A bench presided by Chief Justice of India Surya Kant told solicitor general Tushar Mehta that it expected both the Central Bureau of Investigation (CBI) and Enforcement Directorate (ED) to be fair, independent and very swift.
The remarks came as the bench was hearing a public interest litigation (PIL) filed by former bureaucrat E. A. S. Sarma, seeking a probe into the alleged collusion between bank authorities and Anil Ambani’s Reliance group to release bank loans in favour of the latter, despite default.
The court made the observation even as Anil Ambani’s lawyer offered to settle by repaying the loans.
According to PTI, the petitioner claims that over ₹1.50 trillion of debt was written off and funds were siphoned off through shell companies, calling it the country’s largest bank loan fraud.
The petitioner said the fraud began in 2007-08, but the FIR was filed in 2025. He alleged that probe agencies have not properly examined the role of banks and their officials in the alleged fraud.
The plea said that between 2013 and 2017, companies including RCOM, Reliance Infratel and Reliance Telecom borrowed from banks led by SBI. As per ED, the default amount is close to Rs 78,000 crore.
Asking the ED and CBI to investigate the conduct of bank authorities, the bench frowned upon CBI’s stand that it was awaiting sanction under section 17A of the Prevention of Corruption Act (PCA) to start its probe.
The bench said the agency’s approach in this regard was “totally misconceived”. Section 17A of PCA mandates prior sanction from competent authorities for prosecuting public servants.
The bench directed that “regardless of any such provision, the CBI must look into the nexus/collusion/connivance/conspiracy if any, and for that purpose, take all measures to take investigation to its logical conclusion.”
On Sarma’s lawyer, Prashant Bhushan’s apprehension that Anil Ambani might flee the country, the court recorded Mehta’s assurance that “all preventive, remedial action will be taken to ensure that no impediment is caused in the ongoing investigation.”
Ambani’s lawyer, senior advocate Mukul Rohatgi made an assurance that his client “will not leave the country without the permission of this court”.
To Rohatgi’s proposal to repay, Mehta said compounding of the offence may not be possible even if Ambani pays back, as forensic audit indicated fraud.

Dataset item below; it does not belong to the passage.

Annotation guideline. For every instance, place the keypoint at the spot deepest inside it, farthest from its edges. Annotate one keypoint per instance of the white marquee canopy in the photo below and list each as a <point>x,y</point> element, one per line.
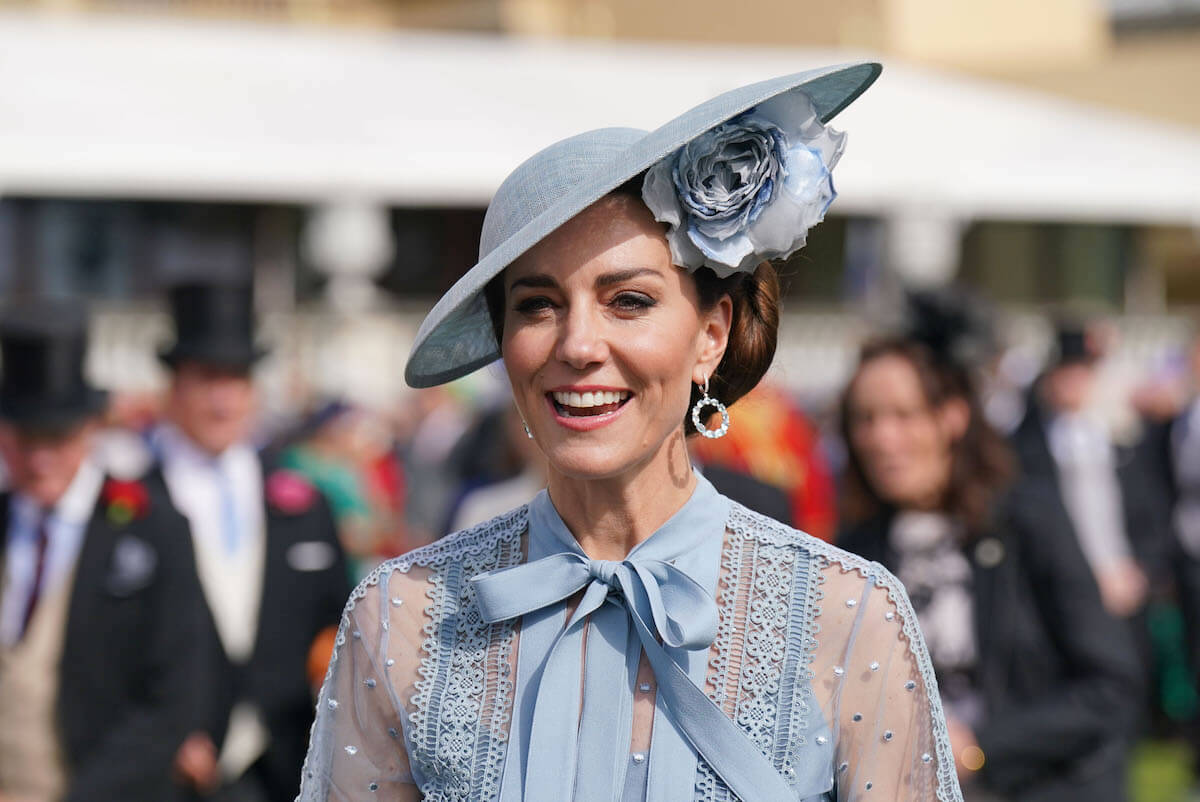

Rohati said he was not averse to the SIT. “They say it’s siphoning, I say it’s not, but whatever it is, there could be business losses, etc. Through the good offices of the court and government, they can form a committee of finance people like SBI, RBI, etc, and let’s have a look at it as to what is the amount due and if this gentleman or his companies can pay in some staggered way, that is one way to look at it rather than going on for prosecutions. I am stating so on instructions,” the senior lawyer said.
However, the solicitor informed the bench about the forensic audit conducted so far, which, he said, revealed that the companies under scanner had siphoned the funds.
At this, Justice Joymalya Bagchi, one of the three judges present on the bench, took serious exception to CBI taking refuge of section 17A of PCA for not registering a regular case (RC).
“If the forensic auditor says that there was a breach not of loan terms but of collusion, then what is the question of stopping the registration of RCs in view of taking sanction,” he said, asking the solicitor to examine CBI’s stand.
Bhushan pointed out that the consortium of banks lodged a complaint with the CBI only in 2025, even as an audit report by the Bank of Baroda came in 2025. This report, he added, explained the manner in which funds were siphoned off. He also told the bench that the first arrest in the case was made two days before.
Mehta was also questioned on why CBI had registered just one FIR, whereas the transactions constitute independent offences.
Rohatgi then beseeched the court to consider his request to allow Ambani to pay back. He said “nobody was running away” and that assets worth Rs 12,000 crore have been attached and over 100 summons have been issued to various persons.
The senior counsel denied that there was intention to siphon the public funds. “We have done business for 40 years,” he said.
The bench told Mehta that it would like him to submit a status report every month. This direction was given in view of Bhushan’s submissions that ED has admitted in its affidavit that forged bank guarantees were given by the defaulting companies of the Anil Ambani group.
“In four weeks, they must submit the report and let’s see how they take the investigation to what logical conclusion,” said the court, as it issued directions to the CBI and ED on this account.